Revenda de carros elétricos ainda é uma incógnita, mas não promete ser das melhores. Foto: Reprodução |
Como será na hora da revenda? A aceitação é boa?
Ainda é relativamente cedo para falar sobre revenda de EVs no Brasil, mas é importante frisar que algumas marcas recém-chegadas ao mercado nacional têm operado com margens baixas de lucro, a fim de garantir preços competitivos nos 0km e ganhar em volume de vendas e participação no mercado, o que tem dado muito certo. É ótimo para quem busca um carro novo por aumentar o leque de opções e as ofertas serem generosas, entretanto, pode se tornar um problema nas futuras avaliações de seminovos e usados, pois essas mesmas montadoras podem querer recuperar o "prejuízo" com avaliações baixíssimas no ato da recompra. Pelo sim ou pelo não, cabe a cada um optar por arriscar e ver qual cenário se apresentará.

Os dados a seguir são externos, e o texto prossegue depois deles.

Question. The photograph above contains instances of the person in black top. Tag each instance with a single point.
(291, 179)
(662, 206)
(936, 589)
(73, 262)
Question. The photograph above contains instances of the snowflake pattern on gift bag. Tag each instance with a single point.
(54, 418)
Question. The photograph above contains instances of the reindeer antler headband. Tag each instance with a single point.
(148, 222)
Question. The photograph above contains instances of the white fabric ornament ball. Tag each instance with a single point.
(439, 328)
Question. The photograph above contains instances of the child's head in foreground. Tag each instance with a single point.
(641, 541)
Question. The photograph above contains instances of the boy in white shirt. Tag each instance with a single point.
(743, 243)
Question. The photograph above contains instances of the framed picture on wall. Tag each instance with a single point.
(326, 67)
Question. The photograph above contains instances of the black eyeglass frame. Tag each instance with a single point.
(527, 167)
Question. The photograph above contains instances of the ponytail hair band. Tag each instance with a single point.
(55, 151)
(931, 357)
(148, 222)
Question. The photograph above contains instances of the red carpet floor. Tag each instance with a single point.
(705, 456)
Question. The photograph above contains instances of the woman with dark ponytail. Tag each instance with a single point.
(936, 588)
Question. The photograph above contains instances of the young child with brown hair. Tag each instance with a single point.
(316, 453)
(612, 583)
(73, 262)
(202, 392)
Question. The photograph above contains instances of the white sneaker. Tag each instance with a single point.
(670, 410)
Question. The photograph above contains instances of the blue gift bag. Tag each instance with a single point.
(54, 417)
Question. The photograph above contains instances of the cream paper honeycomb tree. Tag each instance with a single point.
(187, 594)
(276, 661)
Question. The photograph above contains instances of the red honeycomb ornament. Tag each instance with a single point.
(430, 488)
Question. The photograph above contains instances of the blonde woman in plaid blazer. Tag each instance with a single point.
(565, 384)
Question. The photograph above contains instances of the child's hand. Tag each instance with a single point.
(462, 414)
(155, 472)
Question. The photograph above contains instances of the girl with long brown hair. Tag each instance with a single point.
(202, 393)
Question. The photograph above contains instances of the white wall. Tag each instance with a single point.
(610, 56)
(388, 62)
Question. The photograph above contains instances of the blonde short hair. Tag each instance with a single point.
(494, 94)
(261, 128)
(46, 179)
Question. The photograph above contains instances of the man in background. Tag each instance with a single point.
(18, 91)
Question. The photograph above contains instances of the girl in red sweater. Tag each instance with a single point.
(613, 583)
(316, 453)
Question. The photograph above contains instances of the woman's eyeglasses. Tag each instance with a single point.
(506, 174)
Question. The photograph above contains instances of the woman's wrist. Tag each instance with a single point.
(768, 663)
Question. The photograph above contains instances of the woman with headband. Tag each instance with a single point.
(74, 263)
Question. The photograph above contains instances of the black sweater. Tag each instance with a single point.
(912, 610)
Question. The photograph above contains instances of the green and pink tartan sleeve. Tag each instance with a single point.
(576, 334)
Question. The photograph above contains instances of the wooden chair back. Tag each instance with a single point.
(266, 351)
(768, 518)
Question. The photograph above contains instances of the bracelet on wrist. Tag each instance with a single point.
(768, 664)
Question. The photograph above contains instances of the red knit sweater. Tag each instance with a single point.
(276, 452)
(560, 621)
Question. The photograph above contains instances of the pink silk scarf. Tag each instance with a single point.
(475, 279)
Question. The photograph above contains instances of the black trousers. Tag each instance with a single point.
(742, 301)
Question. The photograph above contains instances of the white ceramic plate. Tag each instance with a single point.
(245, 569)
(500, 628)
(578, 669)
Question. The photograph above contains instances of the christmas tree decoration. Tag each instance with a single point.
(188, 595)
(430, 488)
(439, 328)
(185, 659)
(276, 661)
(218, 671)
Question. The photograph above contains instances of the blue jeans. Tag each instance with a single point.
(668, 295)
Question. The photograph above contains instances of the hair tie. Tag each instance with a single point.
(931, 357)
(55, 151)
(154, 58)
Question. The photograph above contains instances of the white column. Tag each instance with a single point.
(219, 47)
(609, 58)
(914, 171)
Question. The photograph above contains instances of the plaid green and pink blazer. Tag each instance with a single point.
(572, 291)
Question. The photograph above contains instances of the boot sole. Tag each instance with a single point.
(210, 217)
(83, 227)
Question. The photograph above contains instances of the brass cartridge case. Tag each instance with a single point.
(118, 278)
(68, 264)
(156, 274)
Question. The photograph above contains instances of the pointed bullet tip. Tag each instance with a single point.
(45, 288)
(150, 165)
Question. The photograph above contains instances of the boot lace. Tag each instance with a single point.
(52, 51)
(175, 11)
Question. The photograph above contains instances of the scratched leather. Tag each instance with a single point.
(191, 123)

Além disso, dependendo do uso que o EV teve, suas condições de rodagem podem ser muito diferentes de quando era 0km, o que também será motivo para um avaliador qualquer derrubar o preço de compra ou até mesmo recusar o veículo. Os elétricos ainda sofrem perda de eficiência com o passar do tempo, ou seja: se um modelo X qualquer rodava até 300km com uma carga completa quando novo, passará a rodar menos com a mesma carga completa depois de um certo tempo de uso e várias recargas feitas. Não há como obter um dado preciso sobre essa perda porque ela depende de muitas variáveis e vai de um carro/conjunto para outro, todavia, o fato é que ela existe e se acentua na mesma medida em que o veículo é "moído" por aí.
Corolla Cross tem versões híbridas do tipo HEV, sem a possibilidade de recarga por tomada. Foto: Yuri Ravitz/Volta Rápida |
Essas considerações valem para os híbridos?
Em termos. Mesmo os híbridos plug-in, que podem ser recarregados na tomada, ainda contam com o motor convencional a combustão para auxiliar na condução e gerar energia, portanto, são mais tranquilos para um cenário de uso mais intenso. Em boa parte dos casos, o híbrido conta com ambos os motores (a combustão e elétrico) para entregar o máximo de desempenho que aquele carro X ou Y pode, então, é o tipo de veículo que mais se aproxima da "normalidade" dos carros que o público já conhece há décadas, dispensando certas preocupações específicas dos 100% elétricos.
Diante de tudo o que ponderamos por aqui, nossa dica é: você pode pensar com tranquilidade em ter um elétrico se, antes de mais nada, tiver condições de carregá-lo em sua casa, trabalho ou ambos e se não pretende fazer uso intenso como, por exemplo, viagens de maior distância - acima de 200km. De maneira geral, o Brasil ainda não tem estrutura para permitir o pleno uso de EVs e, portanto, os cenários onde eles se configuram como "a melhor opção" continuam bastante limitados. Se deseja começar a embarcar nesse universo e não quer ter maiores dores de cabeça, opte pelos híbridos.